I think it depends. If they try to make the FTR1200 (which is cool as its own thing ) into a sport-bike, I agree. It's too heavy, too under-powered, and the chassis will never compete with world-class superbikes. If they're willing to hire the right people and spend enough money, and start with a clean-sheet, there's no reason they can't make their own S1000RR.
But, with him even suggesting in the interview that it might be a V-Twin, I think it would be crazy to not buy the EBR designs and start with a bike that's 95% there already for far less money (based on the $500,000 minimum bid LAP seemed to be looking for) than it would take to develop from scratch.
It would be a little frustrating and baffling if they do create their own V-Twin sport bike when EBR was there for the taking as a cheap, cool starting point that has some racing experience, American heritage, built-in fan-base etc.
Who knows, maybe they'll even reconsider and and buy EBR as part of this apparent new interest in a sport-bike.
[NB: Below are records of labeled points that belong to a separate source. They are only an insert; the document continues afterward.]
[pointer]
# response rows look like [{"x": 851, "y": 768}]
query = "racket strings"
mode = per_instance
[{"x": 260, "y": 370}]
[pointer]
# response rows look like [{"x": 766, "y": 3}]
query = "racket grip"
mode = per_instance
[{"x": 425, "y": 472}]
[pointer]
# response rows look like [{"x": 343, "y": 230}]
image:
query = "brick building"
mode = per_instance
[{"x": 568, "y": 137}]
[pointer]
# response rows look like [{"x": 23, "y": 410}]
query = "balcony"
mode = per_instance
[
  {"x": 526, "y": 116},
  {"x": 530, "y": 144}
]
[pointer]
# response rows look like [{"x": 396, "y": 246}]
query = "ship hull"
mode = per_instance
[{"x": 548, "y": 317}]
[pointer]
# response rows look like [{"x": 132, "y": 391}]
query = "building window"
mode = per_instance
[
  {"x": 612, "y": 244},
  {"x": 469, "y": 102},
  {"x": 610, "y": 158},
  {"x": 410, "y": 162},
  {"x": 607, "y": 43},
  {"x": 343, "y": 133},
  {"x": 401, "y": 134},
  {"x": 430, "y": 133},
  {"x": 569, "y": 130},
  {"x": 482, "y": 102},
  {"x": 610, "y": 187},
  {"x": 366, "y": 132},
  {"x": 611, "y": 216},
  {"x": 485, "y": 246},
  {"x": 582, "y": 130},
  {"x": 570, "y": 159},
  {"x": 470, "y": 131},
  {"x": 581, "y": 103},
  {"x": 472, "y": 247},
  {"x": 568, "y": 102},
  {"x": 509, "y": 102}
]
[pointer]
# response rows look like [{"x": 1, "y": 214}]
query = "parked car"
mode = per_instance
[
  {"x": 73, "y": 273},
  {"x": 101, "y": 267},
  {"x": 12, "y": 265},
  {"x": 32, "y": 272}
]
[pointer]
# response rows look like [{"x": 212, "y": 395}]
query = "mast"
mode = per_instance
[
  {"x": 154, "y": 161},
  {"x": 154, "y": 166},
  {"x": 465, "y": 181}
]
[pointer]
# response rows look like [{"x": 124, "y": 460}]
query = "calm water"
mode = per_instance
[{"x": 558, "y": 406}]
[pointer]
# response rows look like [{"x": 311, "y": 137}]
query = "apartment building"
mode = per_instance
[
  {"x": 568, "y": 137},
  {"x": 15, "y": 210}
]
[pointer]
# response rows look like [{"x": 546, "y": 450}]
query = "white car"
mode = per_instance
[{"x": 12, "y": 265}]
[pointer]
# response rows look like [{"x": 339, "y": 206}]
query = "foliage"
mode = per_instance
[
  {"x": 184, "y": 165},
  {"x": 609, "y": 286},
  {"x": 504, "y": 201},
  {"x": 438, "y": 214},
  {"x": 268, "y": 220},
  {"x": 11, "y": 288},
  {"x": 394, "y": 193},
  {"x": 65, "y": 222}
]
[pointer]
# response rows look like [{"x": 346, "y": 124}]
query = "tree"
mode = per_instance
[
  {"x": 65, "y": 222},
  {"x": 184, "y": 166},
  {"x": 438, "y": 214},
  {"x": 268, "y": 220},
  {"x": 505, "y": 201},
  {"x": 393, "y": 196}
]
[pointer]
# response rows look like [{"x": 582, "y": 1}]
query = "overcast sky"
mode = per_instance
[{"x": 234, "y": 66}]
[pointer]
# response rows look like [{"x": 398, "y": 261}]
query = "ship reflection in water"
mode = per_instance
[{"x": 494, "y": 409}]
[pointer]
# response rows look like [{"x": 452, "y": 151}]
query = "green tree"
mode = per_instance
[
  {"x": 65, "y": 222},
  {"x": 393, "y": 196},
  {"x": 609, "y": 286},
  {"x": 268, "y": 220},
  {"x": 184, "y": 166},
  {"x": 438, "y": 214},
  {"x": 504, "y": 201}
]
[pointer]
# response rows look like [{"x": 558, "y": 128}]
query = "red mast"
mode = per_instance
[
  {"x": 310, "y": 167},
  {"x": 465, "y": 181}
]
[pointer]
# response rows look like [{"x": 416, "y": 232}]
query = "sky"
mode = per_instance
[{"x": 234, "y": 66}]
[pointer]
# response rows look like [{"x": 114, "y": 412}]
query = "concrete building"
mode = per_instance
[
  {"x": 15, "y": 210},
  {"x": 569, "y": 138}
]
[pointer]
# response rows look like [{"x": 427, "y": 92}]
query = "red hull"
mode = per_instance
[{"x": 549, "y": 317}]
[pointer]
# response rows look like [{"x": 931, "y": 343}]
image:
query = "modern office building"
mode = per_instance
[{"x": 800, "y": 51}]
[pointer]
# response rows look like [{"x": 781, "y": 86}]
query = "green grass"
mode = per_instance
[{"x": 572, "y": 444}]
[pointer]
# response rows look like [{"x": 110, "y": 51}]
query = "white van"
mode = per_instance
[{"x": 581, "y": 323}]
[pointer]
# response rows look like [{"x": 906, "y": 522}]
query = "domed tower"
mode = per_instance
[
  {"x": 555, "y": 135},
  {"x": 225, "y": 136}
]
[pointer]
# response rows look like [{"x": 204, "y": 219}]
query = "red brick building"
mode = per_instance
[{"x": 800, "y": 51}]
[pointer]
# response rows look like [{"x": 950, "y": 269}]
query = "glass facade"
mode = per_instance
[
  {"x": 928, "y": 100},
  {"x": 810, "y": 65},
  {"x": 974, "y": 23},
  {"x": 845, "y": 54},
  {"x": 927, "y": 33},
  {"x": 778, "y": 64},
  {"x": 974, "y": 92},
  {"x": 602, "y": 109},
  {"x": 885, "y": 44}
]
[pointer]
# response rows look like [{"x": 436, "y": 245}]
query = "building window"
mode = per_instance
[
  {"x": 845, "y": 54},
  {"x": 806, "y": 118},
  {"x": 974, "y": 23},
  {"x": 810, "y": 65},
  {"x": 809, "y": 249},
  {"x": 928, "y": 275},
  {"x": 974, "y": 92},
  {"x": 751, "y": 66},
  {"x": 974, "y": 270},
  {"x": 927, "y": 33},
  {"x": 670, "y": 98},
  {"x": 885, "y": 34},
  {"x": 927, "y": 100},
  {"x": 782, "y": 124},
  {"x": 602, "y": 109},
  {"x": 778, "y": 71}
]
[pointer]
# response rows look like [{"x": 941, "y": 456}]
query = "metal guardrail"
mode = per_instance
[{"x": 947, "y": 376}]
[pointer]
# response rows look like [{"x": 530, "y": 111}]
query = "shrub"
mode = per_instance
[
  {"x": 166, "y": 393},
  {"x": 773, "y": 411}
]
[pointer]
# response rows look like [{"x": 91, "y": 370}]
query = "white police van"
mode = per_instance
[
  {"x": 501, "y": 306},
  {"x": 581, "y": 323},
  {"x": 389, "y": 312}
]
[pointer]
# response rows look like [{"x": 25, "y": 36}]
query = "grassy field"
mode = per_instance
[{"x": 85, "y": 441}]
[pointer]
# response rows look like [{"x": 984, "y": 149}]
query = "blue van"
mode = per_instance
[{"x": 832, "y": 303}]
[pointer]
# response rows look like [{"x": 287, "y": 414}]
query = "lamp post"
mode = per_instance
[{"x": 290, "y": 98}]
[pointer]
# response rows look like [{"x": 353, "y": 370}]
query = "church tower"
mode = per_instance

... or it could be a whole lot of nothing and they might do nothing more than continue to make the same cruisers they've always made with minor styling/performance revisions. I'll admit they've suckered me in the past and while they keep hinting thy're going to make a performance bike, they've gotten my hopes up only to unveil another cruiser on multiple occasions already.
Even the FTR 1200 isn't real yet, but the day they unveil a production bike, they'll have the best American bike on the market (by sad default).